Project Description

AI-Driven Enzyme Engineering for PFAS Degradation Using Protein LLM, Expression Classifier, and Cell-Free Expression

Home Image

PFAS, or "forever chemicals," are toxic compounds linked to cancers, infertility, and vaccine resistance at concentrations below 1 ppt.

Current methods to degrade PFAS are costly and could result in a highly toxic byproduct. Our high school iGEM team is using AI to design enzymes that will destroy PFAS chemicals. We are employing AI to design enzymes that break down PFAS through a four-step process:

1. Using protein large language models (pLLMs) and an enzyme classifier to generate novel PFAS-degrading enzymes.

2. Computationally validating the predicted catalytic activity of these enzymes against PFAS.

3. Assessing the expressibility of the enzymes in a cell-free system to ensure feasibility for lab testing.

4. Sending successfully expressed enzymes to a specialized lab to confirm PFAS degradation activity, and as input for an expression classifier.

By combining AI-driven protein design with experimental validation, our approach seeks to provide an efficient and cost-effective solution to combat the environmental and health risks posed by PFAS.


FourStepPlan

Our Four Step Plan

Our enzyme generation pipeline contains four interconnected steps or modules. The first step is where we use a protein large language model or pLLM to generate novel PFAS degrading enzymes. Next we computationally validate that our enzyme has activity with PFAS. The third step is where we plan to utilize an expression classifier that predicts if sequences coming from the second step are expressible in a cell free expression system called TXTL. Enzymes predicted to be expressible in TXTL are then sent to the wet lab team to be expressed in TXTL. Whether the enzyme is successfully expressed or not is experimentally identified to ensure enzyme yield and strengthen future expression predictions. Then lastly, we will send our enzymes to a separate lab to test them on a PFAS substrate. Our module’s interactions and feedback allow us to tailor our process towards an optimal system for creating novel PFAS-degrading enzymes.

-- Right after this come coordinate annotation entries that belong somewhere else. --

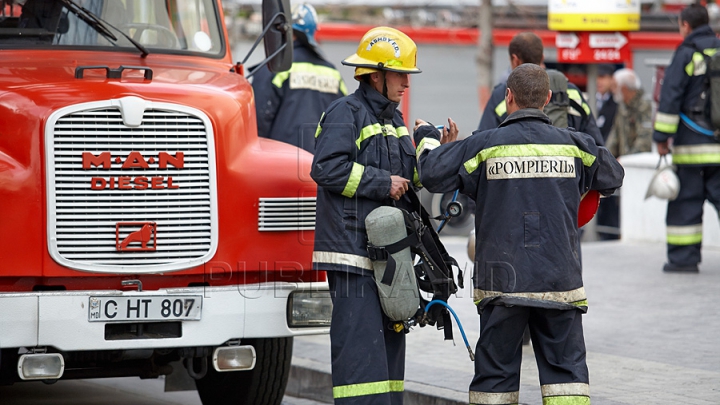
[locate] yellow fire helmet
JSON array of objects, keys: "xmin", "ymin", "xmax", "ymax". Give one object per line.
[{"xmin": 342, "ymin": 27, "xmax": 421, "ymax": 80}]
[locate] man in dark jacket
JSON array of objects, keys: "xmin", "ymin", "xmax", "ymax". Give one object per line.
[
  {"xmin": 653, "ymin": 4, "xmax": 720, "ymax": 273},
  {"xmin": 478, "ymin": 32, "xmax": 604, "ymax": 145},
  {"xmin": 253, "ymin": 3, "xmax": 347, "ymax": 153},
  {"xmin": 595, "ymin": 63, "xmax": 617, "ymax": 143},
  {"xmin": 414, "ymin": 64, "xmax": 624, "ymax": 405},
  {"xmin": 311, "ymin": 27, "xmax": 457, "ymax": 405}
]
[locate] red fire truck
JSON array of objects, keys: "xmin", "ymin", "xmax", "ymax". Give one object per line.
[{"xmin": 0, "ymin": 0, "xmax": 332, "ymax": 404}]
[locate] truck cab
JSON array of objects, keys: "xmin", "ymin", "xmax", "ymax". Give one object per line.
[{"xmin": 0, "ymin": 0, "xmax": 331, "ymax": 404}]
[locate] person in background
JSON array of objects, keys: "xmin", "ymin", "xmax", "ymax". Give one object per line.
[
  {"xmin": 595, "ymin": 63, "xmax": 617, "ymax": 142},
  {"xmin": 606, "ymin": 69, "xmax": 652, "ymax": 158},
  {"xmin": 414, "ymin": 64, "xmax": 624, "ymax": 405},
  {"xmin": 597, "ymin": 69, "xmax": 653, "ymax": 240},
  {"xmin": 252, "ymin": 3, "xmax": 347, "ymax": 153},
  {"xmin": 653, "ymin": 4, "xmax": 720, "ymax": 273}
]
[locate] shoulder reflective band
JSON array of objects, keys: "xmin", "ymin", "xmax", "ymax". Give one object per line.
[
  {"xmin": 655, "ymin": 111, "xmax": 680, "ymax": 134},
  {"xmin": 355, "ymin": 123, "xmax": 410, "ymax": 149},
  {"xmin": 415, "ymin": 138, "xmax": 440, "ymax": 158},
  {"xmin": 540, "ymin": 383, "xmax": 590, "ymax": 405},
  {"xmin": 495, "ymin": 99, "xmax": 507, "ymax": 117},
  {"xmin": 473, "ymin": 287, "xmax": 587, "ymax": 307},
  {"xmin": 672, "ymin": 143, "xmax": 720, "ymax": 165},
  {"xmin": 470, "ymin": 391, "xmax": 520, "ymax": 405},
  {"xmin": 464, "ymin": 145, "xmax": 596, "ymax": 174},
  {"xmin": 333, "ymin": 380, "xmax": 405, "ymax": 399},
  {"xmin": 568, "ymin": 89, "xmax": 590, "ymax": 116},
  {"xmin": 680, "ymin": 113, "xmax": 715, "ymax": 136},
  {"xmin": 312, "ymin": 251, "xmax": 373, "ymax": 270},
  {"xmin": 685, "ymin": 48, "xmax": 717, "ymax": 76},
  {"xmin": 342, "ymin": 162, "xmax": 365, "ymax": 198},
  {"xmin": 272, "ymin": 62, "xmax": 347, "ymax": 94},
  {"xmin": 667, "ymin": 224, "xmax": 702, "ymax": 246}
]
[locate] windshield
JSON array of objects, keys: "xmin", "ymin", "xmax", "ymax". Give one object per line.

See below for a more in depth explanation of our process.


First Step

In the first step, we begin by fine-tuning protein large language models (pLLM). Fine-tuning is when a model is given existing data that it is trained off of so that it produces a specific output. For a protein LLM or pLLM we are using natural enzyme candidate sequences predicted to have PFAS degrading capabilities as out training data. This will allow for the model to generate PFAS degradation enzymes since that is what we are feeding into the model.

Quick Explanation - Protein Large Langauge Model(s) (PLLM)

We use three pLLMs for novel enzyme generation: ZymCTRL, ProtGPT2, and ESM2. After fine-tuning, the pLLM will be biased toward the protein structures within the training data. This means that its output should retain specific key catalytic and structural motifs necessary for PFAS degradation while still having novel aspects. Any sequences generated at this step with erroneous amino acids are filtered out, and sequences with a folded structure dissimilar to natural proteins are also filtered out.

Second Step

In the second step, vetted generated sequences (gen-seqs) are put through a computational process that gauges their predicted catalytic activity with PFAS. If a sequence is predicted not to have activity with PFAS, we will alter our training data and other aspects of the protein generation procedure. This creates a feedback loop within the system that selects sequences that are more likely to degrade PFAS.

Third Step

Sequences predicted to have activity with PFAS move on to the third step, where their expressibility in a cell-free expression system (TXTL) is predicted computationally. Sequences predicted to not be expressible in TXTL influence our initial generation run so that we are not only selecting for sequences that have activity with PFAS but that are also expressible. Sequences predicted to be expressible are then expressed in TXTL in the lab. The results of this in-lab expression experiment will allow us to make more informed computational predictions for future generation runs.

Fourth Step

In the fourth step, successfully expressed enzymes will be sent to a professional lab that can handle PFAS. The lab’s team of experts will use our enzymes in a PFAS degradation assay to validate their catalytic activity. If degradation is not observed, we will alter our generation procedure and our prediction mechanisms.

And Finally...

If degradation is observed, we will have effectively reached our goal of creating a novel PFAS-degrading enzyme!